Nous nous adressons à vous avec tout le poids de notre responsabilité de députés, pour vous informer et partant toute l’institution de la représentation nationale sur la réalité profonde de cette « décision » sans rime ni raison, à laquelle, nous sommes sûrs, que l’opinion nationale ne sera pas insensible.
Pour nous les députés, il va sans dire que la législature actuelle doit s’efforcer de garantir les conditions même de l’exercice de la fonction de député et de bannir tout acte qui rappellerait des pratiques condamnables d’un autre âge, celui de l’inquisition. La démarche du Groupe parlementaire de l’Alliance patriotique a montré que cette pratique est encore très présente en ce début de la IVème République au sein de notre Institution parlementaire.
À l’appui de notre protestation, nous invoquons les points suivants:
– D’abord l’Assemblée nationale baigne dans un désordre normatif qui ne dit son nom, nourri par des incohérences juridiques çà et là dans nos textes, ce qui a permis au groupe parlementaire Alliance Patriotique d’inventer des comportements en marge du droit.
Ensuite, monsieur le Président de l’Assemblée nationale, loin de nous la prétention de vous orienter dans votre attitude, nous estimons à notre humble avis et avec votre permission que, vous n’êtes ni constituant, ni législatif, ni politique, mais simplement juridique en matière administrative. Vous ne faites pas le droit, vous n’exercez pas en dehors du droit, vous ne pouvez que constater dans le cas présent, si l’orthodoxie administrative en la matière a été respectée pour éventuellement envisager d’acter la prétendue décision qui en définitif n’a aucune existence réelle.
En effet, il n’existe aucun document attestant la prise d’une décision de radiation en plénière du groupe. Même pas un Procès-verbal. Tout au plus il dispose d’une manifestation d’intention faite dans la précipitation et traduite par la lettre du 07 juillet transmise à votre attention.
D’où résulte cette conséquence :
Monsieur le Président de l’Assemblée nationale en votre qualité de chef de l’administration parlementaire, en l’espèce vous n’avez d’autre mandat que de déterminer exactement si son Règlement Intérieur notamment à son article 28 sous l’empire de laquelle la « décision » de radiation semble avoir été prise, prévoit d’abord une procédure, ensuite si oui cette procédure a été respectée par l’auteur de l’acte de radiation.
En l’absence de toute disposition précise en la matière, on ne peut que se référer aux principes généraux du droit.
Que disent les principes généraux du droit ?

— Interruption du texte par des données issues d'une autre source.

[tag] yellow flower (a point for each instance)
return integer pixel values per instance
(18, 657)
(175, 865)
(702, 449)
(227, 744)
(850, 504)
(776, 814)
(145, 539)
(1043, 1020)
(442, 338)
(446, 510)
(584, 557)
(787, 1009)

Un principe général du droit oblige l’administration à faire précéder certaines de ses décisions, qui les méritent tout particulièrement en raison de leur caractère et de leurs effets, d’une procédure contradictoire.
Les principes généraux du droit jouent un rôle structurant dans la construction d’un droit qui encadre l’activité et les décisions de l’administration.
Les “droits de la défense” lorsqu’ils sont exercés devant l’administration active, signifient que la personne visée par la décision doit être informée à l’avance, et donc mise à même de faire valoir son point de vue avant la prise de la décision , Ce qui n’a pas été le cas en l’espèce.
D’où cette seconde conséquence :
Pour fixer le droit, il reste uniquement à déterminer ces modifications et leur portée.
La disposition est parfaitement claire en apparence. Cependant, elle soulève dans son application une difficulté qui, nous l’avouons, ne nous paraît pas être qu’une affaire d’interprétation et de sens commun. L’auteur cite l’article 28 du Règlement Intérieur qui dispose : « les modifications de la composition d’un Groupe sont portées à la connaissance du Président de l’Assemblée nationale :
- Sous la signature du Président du Groupe, s’il s’agit d’une radiation ;…»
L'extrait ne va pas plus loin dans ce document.